The 6:18 a.m. tantrum, which we enjoy daily from Monday through Friday, has reached new heights. My "sweet little cupcake baked by the devil" has decided to dress herself. You'd think I'd be happy about this sort of progress (as in, "awww, she's growing up!"), but I'm not. Trust me, letting her dress herself will only lead to pure misery - for all of us, even the dogs. I remember my middle sister yelling, "I DO IT BY MESELF!" when she was a wee lass, and now her niece is following in her footsteps.

This morning, for the first few seconds after she awoke, we almost thought she was going to be in a good mood. Ha ha! I made a funny! Hoo, I kill myself sometimes.

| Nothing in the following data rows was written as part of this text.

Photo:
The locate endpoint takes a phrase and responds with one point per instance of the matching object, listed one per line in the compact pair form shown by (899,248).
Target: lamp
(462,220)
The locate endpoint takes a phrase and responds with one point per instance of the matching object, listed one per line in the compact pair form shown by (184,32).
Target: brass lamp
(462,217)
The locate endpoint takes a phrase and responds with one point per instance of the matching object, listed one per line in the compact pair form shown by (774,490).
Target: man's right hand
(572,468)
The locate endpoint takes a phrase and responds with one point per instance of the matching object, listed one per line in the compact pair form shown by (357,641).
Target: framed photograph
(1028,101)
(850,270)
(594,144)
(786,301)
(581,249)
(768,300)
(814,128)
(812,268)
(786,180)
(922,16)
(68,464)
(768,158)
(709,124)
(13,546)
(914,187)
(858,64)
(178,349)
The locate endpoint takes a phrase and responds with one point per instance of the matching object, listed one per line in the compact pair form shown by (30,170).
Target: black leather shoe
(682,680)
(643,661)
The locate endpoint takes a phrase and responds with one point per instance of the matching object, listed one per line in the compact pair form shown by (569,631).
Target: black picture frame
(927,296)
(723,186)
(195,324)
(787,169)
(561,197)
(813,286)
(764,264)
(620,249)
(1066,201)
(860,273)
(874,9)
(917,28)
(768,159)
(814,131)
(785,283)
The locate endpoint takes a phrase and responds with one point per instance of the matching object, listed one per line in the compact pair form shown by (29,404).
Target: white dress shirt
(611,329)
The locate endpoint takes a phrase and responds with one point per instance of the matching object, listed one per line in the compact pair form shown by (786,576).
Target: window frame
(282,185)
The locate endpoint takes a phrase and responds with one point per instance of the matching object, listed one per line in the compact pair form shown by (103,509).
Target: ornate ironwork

It all started to go downhill when I tried to get her dressed and put a Pull-Up on her (this potty training stuff is still in its early stages so I didn't want to get all cocky and send her off to daycare in her Ariel underwear). "No, I do it!" Fine, be my guest. Then she wanted to put on her pants by herself. After five minutes of contortions and crying, they were on. Then came the shoes and socks (I had scored an early victory by slipping her shirt on before she was able to stage a protest). As her breakfast grew ever colder, she was on her back on the floor, red-faced, snot running, one cock-eyed sock partially stuck on her left foot. If she knew any obscenities, she would have shouted them. (She should know a few - she lives with me, after all. Now that I think about it, I'm pretty disappointed in her.) And then a minor triumph - the sock was on. The other foot, however, would not go down so easily. Finally, several minutes later, she was dressed. Or some close approximation - I don't know about you, but I'm sure not going to be the one to tell her when her gear is crooked. (Go ahead, tell her - I triple dog dare you.)

Just when we thought the battle was drawing to a close, she decided that she no longer needs help getting up into her booster seat. We watched her struggle for several minutes. She had her fingers hooked around the back of the chair, legs flailing behind her as she fought to get her knee up onto the plastic seat. We dared not offer our assistance. P and I looked at each other and shrugged. "Did we keep our receipt?" I asked him. "Maybe we could return her?"

Moments later, she was sitting happily in her booster seat, munching a Flintstones vitamin and chatting merrily with the dogs. When it was time for her to leave with her dad, she found me in the bathroom, kissed me on both cheeks, and gave me a hug. "She, um, swings like a pendulum, doesn't she?" He just nodded.